Recession fears were also fed by a gloomy report from the World Trade Organization, which predicted that world trade growth would fall to only 1.2% in the coming year, one of the lowest rates since the last recession. The WTO estimate is made every six months and is the third drop in a row. While still expanding, world trade has been weighed down by economic weakness in Japan and Germany, the second and third largest capitalist economies after the United States.

Trade and manufacturing have also been hit by Trump’s trade war with China. His tariffs on imported parts and materials have made it more expensive to make goods in the United States, and China has also retaliated by placing tariffs on U.S. exports of goods.

On October 2, the stock market slide deepened, with losses of almost 2% as the Dow Jones Industrial Average fell almost 500 points. Recession fears mounted as another sign of economic weakness came with the ADP report on private employment in September.
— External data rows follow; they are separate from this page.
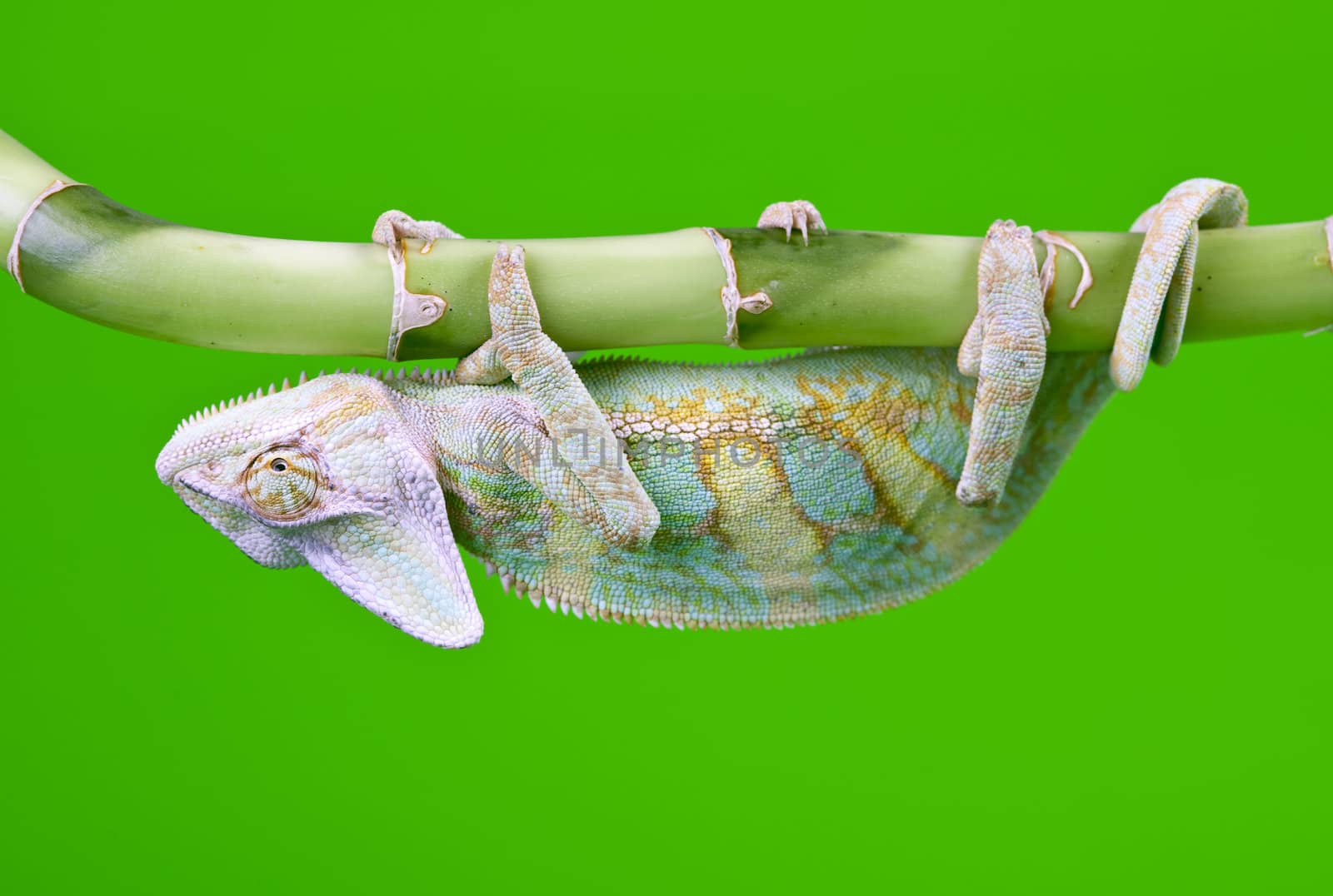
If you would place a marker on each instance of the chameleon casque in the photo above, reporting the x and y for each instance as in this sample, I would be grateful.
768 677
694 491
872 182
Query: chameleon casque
795 491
The ADP report saw only 145,000 new private sector jobs, much lower than the 215,000 monthly increase a year ago.

U.S. stocks followed even steeper declines in Europe, where stock indices in Germany, France, Italy and the U.K. fell about 3%. European economies have been even weaker than the U.S. economy, and there are concerns about what happens as the BREXIT deadline of October 31 approaches. The United States has also been a major export market, and a recession in the United States would hurt Europe.